Interprétation Nicolas Bauchau (un messager), Marc Coulon (Étéocle), Jean-Guy Devienne (Polynice), Luc De Meulenaere (un vigneron), Florence Fischer (Ismène), Elise Gäbele (Illyssa), Paul Gérimon (Thésée),   Claudie Graisman (Créon), Jean-Francis Monvoisin (Clios), Ruby Philogene (Calliope), Hanna Schaer (Diotime), Nabil Suliman (le chef du village), Valentina Valente (Antigone), José Van Dam (Œdipe).


Direction musicale

Daniel Callegari

Décor Vincent Lemaire

Costumes  Jorge Jara

Lumières et mise en scène 

Philippe Sireuil











 

Oedipe sur la route

de Pierre BARTHOLOMÉE

  1. photos de Johan Jacobs ©

PUISQU'IL Y A DU PAIN, MANGEONS


« Puisqu'il y a du pain, mangeons. » Tout est là : dans cette frugalité du mot et de l'acte. Il n'y a rien à retrancher, et peu à ajouter.

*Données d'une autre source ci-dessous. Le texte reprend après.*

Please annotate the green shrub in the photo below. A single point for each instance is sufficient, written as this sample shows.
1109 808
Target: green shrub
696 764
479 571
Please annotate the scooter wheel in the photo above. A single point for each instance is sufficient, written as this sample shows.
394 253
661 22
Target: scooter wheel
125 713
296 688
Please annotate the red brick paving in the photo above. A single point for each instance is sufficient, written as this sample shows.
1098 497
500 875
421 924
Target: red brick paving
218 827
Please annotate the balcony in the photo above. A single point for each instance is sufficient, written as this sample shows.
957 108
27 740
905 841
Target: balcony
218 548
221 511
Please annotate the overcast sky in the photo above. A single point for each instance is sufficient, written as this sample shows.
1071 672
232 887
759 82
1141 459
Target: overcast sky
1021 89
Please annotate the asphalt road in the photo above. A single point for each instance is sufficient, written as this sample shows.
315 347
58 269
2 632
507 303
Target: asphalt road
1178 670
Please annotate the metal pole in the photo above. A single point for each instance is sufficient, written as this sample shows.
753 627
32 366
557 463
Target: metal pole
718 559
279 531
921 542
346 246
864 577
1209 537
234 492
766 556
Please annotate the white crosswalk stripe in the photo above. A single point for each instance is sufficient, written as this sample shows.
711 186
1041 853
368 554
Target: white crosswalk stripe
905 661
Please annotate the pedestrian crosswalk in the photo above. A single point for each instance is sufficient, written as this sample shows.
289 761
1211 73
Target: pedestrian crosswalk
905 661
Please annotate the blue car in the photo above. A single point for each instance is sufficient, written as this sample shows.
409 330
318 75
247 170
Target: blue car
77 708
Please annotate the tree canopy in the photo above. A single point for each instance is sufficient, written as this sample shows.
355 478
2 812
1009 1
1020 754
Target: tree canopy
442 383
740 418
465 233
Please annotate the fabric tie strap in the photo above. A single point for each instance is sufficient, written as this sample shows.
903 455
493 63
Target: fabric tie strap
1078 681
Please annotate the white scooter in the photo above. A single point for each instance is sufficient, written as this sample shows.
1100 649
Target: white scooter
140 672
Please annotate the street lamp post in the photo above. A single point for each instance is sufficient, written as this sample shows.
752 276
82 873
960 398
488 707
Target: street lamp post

Les mots d'Henry Bauchau sont simples, à force d'avoir été passés et repassés au travers du tamis de l'exigence du poète, ils sont aussi beauté presque spartiate, et musique. La musique de Pierre Bartholomée, plus complexe de prime abord (du moins pour moi, qui suis loin d'être un musicologue conséquent, et qui ne connaît de la partition que ce que m'en révèle le piano de la salle de répétition), rend puissamment compte de ce trajet de l'homme Œdipe, et qui va de Thèbes vers Athènes : ce vide, à la fois page blanche et trou noir, délaissé par les tragédies de Sophocle et dans lequel le roman s'est construit, au travers du prisme des tenaces obsessions de l'écrivain ; elle ne tait ni la violence qui le traverse, ni la quête d'absolu qui l'irrigue, ni les chants qui l'accompagnent, ni les épreuves Que l'homme Œdipe s’inflige, espérant y découvrir la force sinon le bonheur, du moins la sérénité.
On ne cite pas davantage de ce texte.